O brasileiro Felipe Linares de Oliveira Dell Aquilla, conhecido como “Don”, foi preso nos Estados Unidos após uma operação conduzida por agentes do Serviço de Imigração e Controle de Alfândegas (ICE). Apontado pelo Departamento de Segurança Interna dos EUA como ex-chefe das facções criminosas Primeiro Comando da Capital (PCC) e Comando Vermelho (CV), ele também é alvo de uma ordem internacional de captura emitida pela Interpol a pedido das autoridades brasileiras.
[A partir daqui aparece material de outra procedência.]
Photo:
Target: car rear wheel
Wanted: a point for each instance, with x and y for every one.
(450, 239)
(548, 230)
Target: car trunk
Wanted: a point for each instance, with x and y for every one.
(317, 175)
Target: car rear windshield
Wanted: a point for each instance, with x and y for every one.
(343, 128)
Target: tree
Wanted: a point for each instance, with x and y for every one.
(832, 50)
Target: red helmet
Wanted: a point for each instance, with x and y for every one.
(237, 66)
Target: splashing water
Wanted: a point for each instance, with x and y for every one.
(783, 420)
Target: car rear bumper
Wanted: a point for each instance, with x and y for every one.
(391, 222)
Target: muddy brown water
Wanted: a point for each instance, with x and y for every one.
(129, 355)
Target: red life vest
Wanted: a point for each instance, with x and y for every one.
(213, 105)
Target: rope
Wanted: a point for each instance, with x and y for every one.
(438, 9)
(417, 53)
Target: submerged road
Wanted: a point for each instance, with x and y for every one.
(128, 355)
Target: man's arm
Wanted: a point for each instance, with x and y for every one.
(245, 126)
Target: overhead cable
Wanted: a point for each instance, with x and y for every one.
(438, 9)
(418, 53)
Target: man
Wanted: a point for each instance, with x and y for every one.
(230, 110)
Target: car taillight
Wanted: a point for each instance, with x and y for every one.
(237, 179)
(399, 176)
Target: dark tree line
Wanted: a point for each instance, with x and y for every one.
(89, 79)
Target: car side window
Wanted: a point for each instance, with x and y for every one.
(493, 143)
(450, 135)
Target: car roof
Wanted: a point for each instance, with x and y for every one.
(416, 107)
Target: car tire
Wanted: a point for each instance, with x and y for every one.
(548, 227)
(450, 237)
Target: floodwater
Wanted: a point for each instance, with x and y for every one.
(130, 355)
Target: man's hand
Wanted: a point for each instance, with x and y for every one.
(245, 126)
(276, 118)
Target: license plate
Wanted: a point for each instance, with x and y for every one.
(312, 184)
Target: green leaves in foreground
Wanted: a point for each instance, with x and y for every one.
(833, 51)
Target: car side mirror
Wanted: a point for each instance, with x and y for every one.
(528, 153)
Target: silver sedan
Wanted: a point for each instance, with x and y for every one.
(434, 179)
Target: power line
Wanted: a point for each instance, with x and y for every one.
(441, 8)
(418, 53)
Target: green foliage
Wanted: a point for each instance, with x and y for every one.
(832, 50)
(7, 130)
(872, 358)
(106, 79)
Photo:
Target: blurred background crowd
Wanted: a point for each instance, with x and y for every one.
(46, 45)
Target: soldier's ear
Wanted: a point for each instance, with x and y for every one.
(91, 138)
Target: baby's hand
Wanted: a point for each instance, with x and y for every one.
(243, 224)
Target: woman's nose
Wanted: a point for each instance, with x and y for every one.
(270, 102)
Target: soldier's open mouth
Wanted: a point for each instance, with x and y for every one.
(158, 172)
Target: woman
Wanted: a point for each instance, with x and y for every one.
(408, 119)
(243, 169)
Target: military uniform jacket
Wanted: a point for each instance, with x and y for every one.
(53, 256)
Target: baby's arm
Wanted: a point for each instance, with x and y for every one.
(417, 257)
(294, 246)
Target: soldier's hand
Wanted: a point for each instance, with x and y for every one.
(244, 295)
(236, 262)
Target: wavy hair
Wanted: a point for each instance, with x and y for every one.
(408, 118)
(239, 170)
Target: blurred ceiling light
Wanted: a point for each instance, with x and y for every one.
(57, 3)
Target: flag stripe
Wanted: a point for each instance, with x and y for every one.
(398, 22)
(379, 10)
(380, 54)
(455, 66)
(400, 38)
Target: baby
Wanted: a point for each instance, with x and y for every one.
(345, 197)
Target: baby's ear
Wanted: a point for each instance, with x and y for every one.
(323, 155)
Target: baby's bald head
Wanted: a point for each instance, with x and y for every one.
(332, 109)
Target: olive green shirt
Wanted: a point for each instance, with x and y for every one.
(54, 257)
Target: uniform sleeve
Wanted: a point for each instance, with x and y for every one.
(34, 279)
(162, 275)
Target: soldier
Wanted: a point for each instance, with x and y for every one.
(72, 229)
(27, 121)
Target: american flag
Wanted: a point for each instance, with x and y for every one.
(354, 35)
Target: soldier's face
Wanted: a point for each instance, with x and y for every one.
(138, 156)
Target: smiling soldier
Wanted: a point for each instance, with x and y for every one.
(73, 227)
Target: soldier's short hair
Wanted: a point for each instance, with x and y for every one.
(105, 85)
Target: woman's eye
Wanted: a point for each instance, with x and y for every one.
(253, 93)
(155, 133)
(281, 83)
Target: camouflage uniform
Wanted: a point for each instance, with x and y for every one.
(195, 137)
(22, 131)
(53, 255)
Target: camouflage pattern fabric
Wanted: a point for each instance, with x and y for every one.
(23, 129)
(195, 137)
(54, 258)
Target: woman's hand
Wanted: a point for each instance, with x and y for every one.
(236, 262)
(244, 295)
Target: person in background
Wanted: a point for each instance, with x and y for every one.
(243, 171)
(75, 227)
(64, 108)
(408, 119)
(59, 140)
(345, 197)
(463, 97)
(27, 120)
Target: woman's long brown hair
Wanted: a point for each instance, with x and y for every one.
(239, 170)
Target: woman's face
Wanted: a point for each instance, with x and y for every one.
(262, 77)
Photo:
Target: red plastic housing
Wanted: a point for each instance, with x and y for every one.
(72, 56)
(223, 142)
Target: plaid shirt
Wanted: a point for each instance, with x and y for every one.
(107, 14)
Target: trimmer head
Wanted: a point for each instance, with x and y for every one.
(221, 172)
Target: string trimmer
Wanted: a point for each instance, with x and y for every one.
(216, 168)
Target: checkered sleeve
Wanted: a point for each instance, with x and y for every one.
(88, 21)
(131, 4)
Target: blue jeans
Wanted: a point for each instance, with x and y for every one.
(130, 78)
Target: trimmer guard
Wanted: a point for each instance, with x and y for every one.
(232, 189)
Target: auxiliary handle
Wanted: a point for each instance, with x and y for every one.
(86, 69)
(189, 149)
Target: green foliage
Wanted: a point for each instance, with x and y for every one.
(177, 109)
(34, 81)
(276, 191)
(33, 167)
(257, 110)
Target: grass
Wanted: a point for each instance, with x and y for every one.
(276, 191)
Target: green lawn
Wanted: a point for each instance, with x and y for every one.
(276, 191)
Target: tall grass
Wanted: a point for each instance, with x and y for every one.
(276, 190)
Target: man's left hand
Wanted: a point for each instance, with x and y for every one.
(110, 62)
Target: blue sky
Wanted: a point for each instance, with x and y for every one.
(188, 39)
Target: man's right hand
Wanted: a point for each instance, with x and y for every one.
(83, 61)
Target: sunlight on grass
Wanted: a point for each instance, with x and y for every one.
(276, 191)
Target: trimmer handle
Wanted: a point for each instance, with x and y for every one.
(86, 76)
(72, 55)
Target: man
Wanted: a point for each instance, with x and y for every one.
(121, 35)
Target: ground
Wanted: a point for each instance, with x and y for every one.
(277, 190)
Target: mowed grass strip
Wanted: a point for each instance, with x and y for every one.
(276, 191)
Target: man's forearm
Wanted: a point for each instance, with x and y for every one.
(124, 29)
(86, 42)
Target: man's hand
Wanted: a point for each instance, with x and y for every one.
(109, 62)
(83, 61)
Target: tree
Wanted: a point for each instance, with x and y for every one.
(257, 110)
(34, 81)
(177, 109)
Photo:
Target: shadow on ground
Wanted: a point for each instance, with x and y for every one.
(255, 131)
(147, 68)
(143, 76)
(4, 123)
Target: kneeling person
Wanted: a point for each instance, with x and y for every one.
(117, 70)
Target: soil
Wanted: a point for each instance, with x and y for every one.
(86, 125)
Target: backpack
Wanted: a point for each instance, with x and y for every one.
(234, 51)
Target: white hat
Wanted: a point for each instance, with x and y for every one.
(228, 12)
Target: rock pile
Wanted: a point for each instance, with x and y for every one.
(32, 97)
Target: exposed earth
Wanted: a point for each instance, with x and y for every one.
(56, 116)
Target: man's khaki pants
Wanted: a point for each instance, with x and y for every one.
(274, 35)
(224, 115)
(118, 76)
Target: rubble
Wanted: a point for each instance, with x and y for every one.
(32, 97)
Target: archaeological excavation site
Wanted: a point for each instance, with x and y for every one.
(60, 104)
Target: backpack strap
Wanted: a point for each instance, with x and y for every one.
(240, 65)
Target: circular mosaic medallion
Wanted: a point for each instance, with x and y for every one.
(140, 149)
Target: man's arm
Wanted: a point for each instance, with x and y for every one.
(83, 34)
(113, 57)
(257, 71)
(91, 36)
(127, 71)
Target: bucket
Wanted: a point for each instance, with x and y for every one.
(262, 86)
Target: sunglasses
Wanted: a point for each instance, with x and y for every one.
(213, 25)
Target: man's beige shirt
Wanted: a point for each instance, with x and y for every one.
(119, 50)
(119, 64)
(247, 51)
Segundo o governo americano, Aquilla foi detido enquanto supostamente se preparava para fugir para o México. Durante a operação, ele teria tentado escapar de carro, iniciando uma perseguição policial que terminou após uma colisão com veículos estacionados. Em seguida, tentou fugir a pé, mas acabou capturado pelos agentes.
Durante a abordagem, as autoridades apreenderam celulares, computadores, dinheiro em espécie e uma pistola calibre 9 milímetros. Ainda de acordo com o comunicado oficial, a esposa de Aquilla afirmou durante depoimento que era mantida em cárcere privado.
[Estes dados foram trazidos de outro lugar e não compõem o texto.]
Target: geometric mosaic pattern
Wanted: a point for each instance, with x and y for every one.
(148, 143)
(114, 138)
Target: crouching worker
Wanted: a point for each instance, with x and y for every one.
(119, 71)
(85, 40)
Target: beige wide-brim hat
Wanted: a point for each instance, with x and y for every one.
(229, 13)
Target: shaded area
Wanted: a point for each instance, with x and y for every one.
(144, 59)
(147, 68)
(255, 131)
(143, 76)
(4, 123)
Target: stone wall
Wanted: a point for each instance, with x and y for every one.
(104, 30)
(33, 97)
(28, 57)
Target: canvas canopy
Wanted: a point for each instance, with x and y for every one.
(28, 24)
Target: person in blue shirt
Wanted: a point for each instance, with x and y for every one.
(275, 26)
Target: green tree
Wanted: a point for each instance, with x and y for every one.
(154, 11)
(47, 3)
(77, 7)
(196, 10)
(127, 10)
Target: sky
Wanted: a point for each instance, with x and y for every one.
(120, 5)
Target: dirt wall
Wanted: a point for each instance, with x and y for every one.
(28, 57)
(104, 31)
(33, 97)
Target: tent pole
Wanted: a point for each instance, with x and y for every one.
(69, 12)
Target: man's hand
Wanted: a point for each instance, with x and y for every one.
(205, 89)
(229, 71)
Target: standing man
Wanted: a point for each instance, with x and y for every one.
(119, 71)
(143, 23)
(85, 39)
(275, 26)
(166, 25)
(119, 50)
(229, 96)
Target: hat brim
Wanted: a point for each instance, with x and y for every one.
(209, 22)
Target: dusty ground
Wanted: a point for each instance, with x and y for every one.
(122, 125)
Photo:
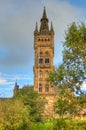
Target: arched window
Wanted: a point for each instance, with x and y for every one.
(40, 88)
(40, 74)
(47, 88)
(47, 74)
(47, 58)
(40, 59)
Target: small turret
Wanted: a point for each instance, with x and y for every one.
(44, 28)
(36, 29)
(16, 88)
(51, 29)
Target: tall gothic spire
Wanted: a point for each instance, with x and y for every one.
(51, 29)
(44, 28)
(36, 29)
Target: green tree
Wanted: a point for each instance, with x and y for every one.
(34, 102)
(69, 76)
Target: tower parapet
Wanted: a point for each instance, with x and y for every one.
(43, 55)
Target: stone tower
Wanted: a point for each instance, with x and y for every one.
(43, 55)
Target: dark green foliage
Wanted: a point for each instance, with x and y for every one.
(33, 101)
(69, 76)
(22, 111)
(62, 124)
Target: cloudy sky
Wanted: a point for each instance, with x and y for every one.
(17, 24)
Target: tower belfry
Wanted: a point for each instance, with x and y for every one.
(43, 55)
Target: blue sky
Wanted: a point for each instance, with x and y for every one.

Embora os Estados Unidos o descrevam como ex-líder do PCC e do Comando Vermelho, as autoridades não apresentaram detalhes públicos sobre a suposta ligação dele com as duas organizações criminosas.
Aquilla é procurado pelo Brasil por acusações de associação criminosa e extorsão. Sua prisão ocorreu poucos dias após os Estados Unidos oficializarem a classificação do PCC e do Comando Vermelho como organizações terroristas.
Processos em Santa Catarina
Além das acusações citadas pelas autoridades americanas, Felipe Linares possui histórico de processos na Justiça de Santa Catarina.
Entre os casos de consulta pública está uma ação por estelionato que tramitou entre 2014 e 2024. O processo chegou a resultar em condenação e mandado de prisão, mas acabou sendo arquivado posteriormente.
Segundo a denúncia, Aquilla teria tentado retirar cinco colchões de uma loja em Itapema, no Litoral Norte catarinense, sem efetuar o pagamento. O valor da mercadoria era de aproximadamente R$ 17 mil. O caso ganhou desdobramentos quando um caminhão de mudança foi até a residência do acusado para retirar os produtos, levando à intervenção da Polícia Militar.
Também consta nos registros judiciais um processo relacionado ao atraso no pagamento de pensão alimentícia, que resultou em decreto de prisão em 2016.
Há ainda outras comunicações judiciais envolvendo o nome de Aquilla que tramitam sob sigilo e estariam relacionadas a investigações por lesão corporal e infrações previstas na legislação antidrogas.